Peristiwa ini tentu saja membuat seluruh penduduk Desa Kranggan jadi gempar. Mereka langsung dicekam kengerian yang menggelisahkan. Bahkan kini, tak ada seorang pun yang berani lagi keluar dari rumah kalau malam sudah menjelang. Sudah beberapa orang peronda melihat, gadis-gadis yang sudah meninggal waktu itu berkeliaran di desa ini. Namun, sampai saat ini belum ada korban. Tapi, hampir setiap hari ada saja gadis desa yang meninggal mendadak.
Rangga yang masih berada di desa itu juga teringat ancaman si Iblis Penggali Kubur. Maka kecemasan pun tidak dapat lagi disembunyikan.
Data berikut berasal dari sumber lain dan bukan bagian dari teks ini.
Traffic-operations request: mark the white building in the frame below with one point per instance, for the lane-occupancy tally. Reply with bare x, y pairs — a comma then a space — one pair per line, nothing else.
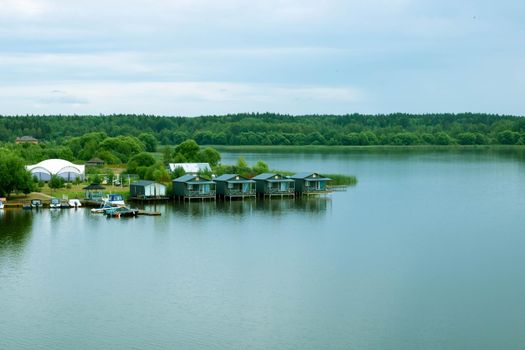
67, 170
190, 168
Hatinya benar-benar cemas kalau Iblis Penggali Kubur sampai benar-benar melaksanakan ancamannya. Iblis itu memang ingin membuat seluruh penduduk Desa Kranggan menjadi pasukan mayatnya, dan untuk menghancurkan Kerajaan Karang Setra. Dan kini sudah lebih dari sepuluh orang gadis meninggal dalam waktu kurang dari dua pekan saja.
"Ada yang meninggal lagi, Kakang."
Rangga mengangkat kepalanya sedikit, langsung menatap wajah Pandan Wangi yang kelihatan begitu cantik pagi ini. Tapi sinar matanya kelihatan begitu lelah. Pandan Wangi memang sudah lelah, karena sampai saat ini belum juga bisa memergoki si pencuri mayat.
"Gadis...?" Tanya Rangga terdengar pelan sekali suaranya.
Pandan Wangi mengangguk.
"Hhh...!" Rangga menghembuskan napas panjang.
Saat itu, terlihat Kadik datang menghampiri dari samping rumah. Pemuda keturunan bangsawan yang hidup di desa sejak masih kecil itu langsung menghempaskan tubuhnya di samping Rangga. Tampak keringat mengucur membasahi seluruh wajah, leher, dan tubuhnya. Nafasnya pun terdengar memburu. Bahkan seperti tidak peduli dengan pandangan mata Rangga dan Pandan Wangi yang menyorot begitu tajam.
"Dari mana pagi-pagi begini, Kadik?" Tanya Rangga tetap menatap pemuda desa itu.
"Mencari si Iblis Penggali Kubur," sahut Kadik datar.
"Untuk apa?"
"Iblis keparat itu telah menyandera emak ku, Rangga. Aku harus membunuhnya!" dengus Kadik bernada geram.
Rangga diam memandangi dengan sinar mata agak tajam, tak berkedip sedikit pun juga. Sementara, Pandan Wangi yang sudah duduk di sebelah Pendekar Rajawali Sakti juga memandangi Kadik yang masih sibuk mengatur jalan nafasnya. Sesekali punggung tangannya menyeka keringat di leher.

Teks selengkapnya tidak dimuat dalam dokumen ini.